The drastic changes—and swings—in the worldwide economy, the value of the stock market, and in consumer confidence about the future, however, causes me a lot of doubts about whether this will still be true in the fourth quarter of 2008 and going into 2009.
Will, for example, the suburban parents of a high school student be as willing to support their high school football team by buying a magazine subscription through a school plan promotion as they have in the past—knowing their carefully planned 401K investments are worth 30 percent less than two months ago?
Will subscribers who traditionally purchased gift subscriptions be as willing to buy magazines as a thoughtful holiday remembrance for neighbors, friends and relatives?
The expenditure for the gift—at current consumer magazine subscription prices—may not be significant to them, but what will their psychology be when they open the envelope from their favorite magazines soliciting a renewal of those gifts?
Will they think of cutting back—or will they agree with our sell copy and decide that magazine subscriptions are a cost-effective gift, a way to make their constrained budgets stretch further?
I write this as a Consumer Marketing Director who dropped a direct mail subscription solicitation, with important testing panels, one week before Congress first rejected the financial bailout plan and the stock market had the greatest one-week drop since 1929.
It is easy to see that some recipients who might otherwise have responded would have other things on their minds—and our flash counts showed us that they did.
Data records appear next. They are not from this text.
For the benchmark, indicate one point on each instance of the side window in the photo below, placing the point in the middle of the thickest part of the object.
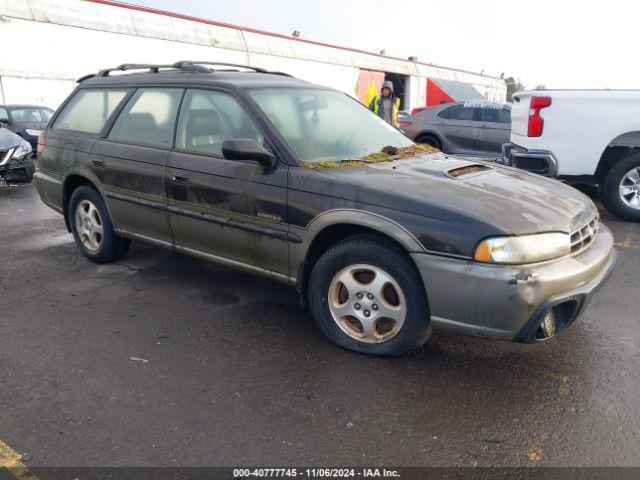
(4, 115)
(458, 112)
(149, 117)
(495, 115)
(89, 110)
(208, 118)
After one week of robust responses, the response dropped way below normal response curves the week of the stock market reduction, and did not recover.
The big question is: How projectable will those responses be in six months or a year?
Since nobody (that I know of anyhow) currently working in audience development or consumer marketing has lived through such an unpredictable economic environment, it makes me nervous about how any magazine subscription promotions will do during the next few months.